Частень­ко соби­ра­лись здесь фрон­то­ви­ки, коим порой необ­хо­ди­мо было при­нять по паре кру­жек пива «с при­це­пом», под­тя­ги­ва­лась сюда и моло­дая при­блат­нен­ная поросль.

Будо­ра­жи­ла она души чем-то низ­мен­ным и тленно-сладким, при­вле­ка­ла сво­ей вуль­гар­но­стью и про­сто­той, как доступ­ная дев­ка, кото­рая ино­гда вдруг встрях­нет усто­яв­ший­ся, про­наф­та­ли­нен­ный уклад доб­ро­по­ря­доч­но­го семья­ни­на и про­бу­дит необуз­дан­ные фан­та­зии мужи­ка, дав­но пре­сы­тив­ше­го­ся пост­ны­ми супру­же­ски­ми отно­ше­ни­я­ми с изряд­но под­на­до­ев­шей женой.

Сре­ди завсе­гда­та­ев «Аме­ри­кан­ки» был и Мак­мил­лан. Нет, не тот Гарольд Мак­мил­лан, что в опи­сы­ва­е­мые нами годы являл­ся мини­стром обо­ро­ны Вели­ко­бри­та­нии, а дру­гой, тоже чело­век воен­ный, но на долж­ность мини­стра явно не под­хо­дя­щий. Этот Мак­мил­лан вовсе не был ни лор­дом, ни сэром и сидел он не во фра­ке в мини­стер­ском крес­ле, а на доща­том ящи­ке воз­ле «Аме­ри­кан­ки», в видав­шей виды офи­цер­ской гим­на­стер­ке, пере­тя­ну­той рем­нем, за кото­рый был заткнут левый, пустой ее рукав. Синие гали­фе и сапо­ги довер­ша­ли его наряд.

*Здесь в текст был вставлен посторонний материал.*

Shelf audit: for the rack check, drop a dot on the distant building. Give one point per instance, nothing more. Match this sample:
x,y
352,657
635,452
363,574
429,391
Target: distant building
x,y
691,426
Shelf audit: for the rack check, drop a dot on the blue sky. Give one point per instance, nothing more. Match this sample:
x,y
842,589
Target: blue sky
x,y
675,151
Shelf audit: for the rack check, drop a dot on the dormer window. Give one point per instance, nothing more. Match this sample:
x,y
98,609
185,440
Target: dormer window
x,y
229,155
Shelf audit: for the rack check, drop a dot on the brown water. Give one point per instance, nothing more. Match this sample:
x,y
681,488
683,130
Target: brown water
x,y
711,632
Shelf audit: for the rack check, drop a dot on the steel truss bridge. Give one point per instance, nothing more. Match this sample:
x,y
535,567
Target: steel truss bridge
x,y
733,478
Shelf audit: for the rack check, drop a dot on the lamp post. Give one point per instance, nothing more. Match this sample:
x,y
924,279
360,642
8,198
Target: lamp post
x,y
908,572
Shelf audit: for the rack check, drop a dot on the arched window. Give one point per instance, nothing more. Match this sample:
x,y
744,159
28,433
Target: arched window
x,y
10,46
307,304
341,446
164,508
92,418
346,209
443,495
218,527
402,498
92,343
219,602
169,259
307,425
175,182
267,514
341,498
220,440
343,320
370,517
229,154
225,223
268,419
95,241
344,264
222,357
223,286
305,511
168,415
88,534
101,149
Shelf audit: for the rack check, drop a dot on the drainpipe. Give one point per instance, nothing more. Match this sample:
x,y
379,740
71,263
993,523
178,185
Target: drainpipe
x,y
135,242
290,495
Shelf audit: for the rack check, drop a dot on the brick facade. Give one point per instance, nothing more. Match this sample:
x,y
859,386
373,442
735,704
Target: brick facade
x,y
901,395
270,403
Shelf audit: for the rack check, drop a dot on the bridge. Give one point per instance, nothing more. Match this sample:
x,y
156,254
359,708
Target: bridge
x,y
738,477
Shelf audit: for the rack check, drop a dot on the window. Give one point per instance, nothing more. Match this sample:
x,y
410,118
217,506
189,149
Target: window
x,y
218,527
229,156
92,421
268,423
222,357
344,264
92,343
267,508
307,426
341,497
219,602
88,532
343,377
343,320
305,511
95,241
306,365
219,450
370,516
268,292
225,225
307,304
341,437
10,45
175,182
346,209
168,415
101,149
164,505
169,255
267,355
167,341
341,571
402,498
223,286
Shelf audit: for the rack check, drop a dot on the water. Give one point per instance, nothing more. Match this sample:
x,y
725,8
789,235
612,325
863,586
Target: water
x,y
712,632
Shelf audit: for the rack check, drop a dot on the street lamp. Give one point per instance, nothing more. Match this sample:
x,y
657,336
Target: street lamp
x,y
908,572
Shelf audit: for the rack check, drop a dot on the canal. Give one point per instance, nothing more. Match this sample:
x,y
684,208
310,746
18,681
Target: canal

Был он невы­сок, стро­ен, види­мо, кра­сив в моло­дые годы, но сле­ды ожо­гов на лице не поз­во­ля­ли опре­де­лить его воз­раст. Да и вооб­ще зна­ли о нем немно­гое. Досто­вер­но извест­но было, что День Побе­ды встре­тил он в эва­ко­гос­пи­та­ле Орен­бур­га. В этом же горо­де, в Фор­штад­те, был у него неболь­шой, но доб­рот­ный домик, достав­ший­ся по наслед­ству. В гос­пи­та­ле пер­вые дни, обго­рев­ший, изра­нен­ный, метал­ся он в бес­па­мят­стве и при этом крыл матер­ной бра­нью всех и вся. Но и в мину­ты здра­вые про­яв­лял горяч­ность и несдер­жан­ность, под­креп­ляя свои аргу­мен­ты сло­ва­ми пече­ны­ми, но непе­чат­ны­ми.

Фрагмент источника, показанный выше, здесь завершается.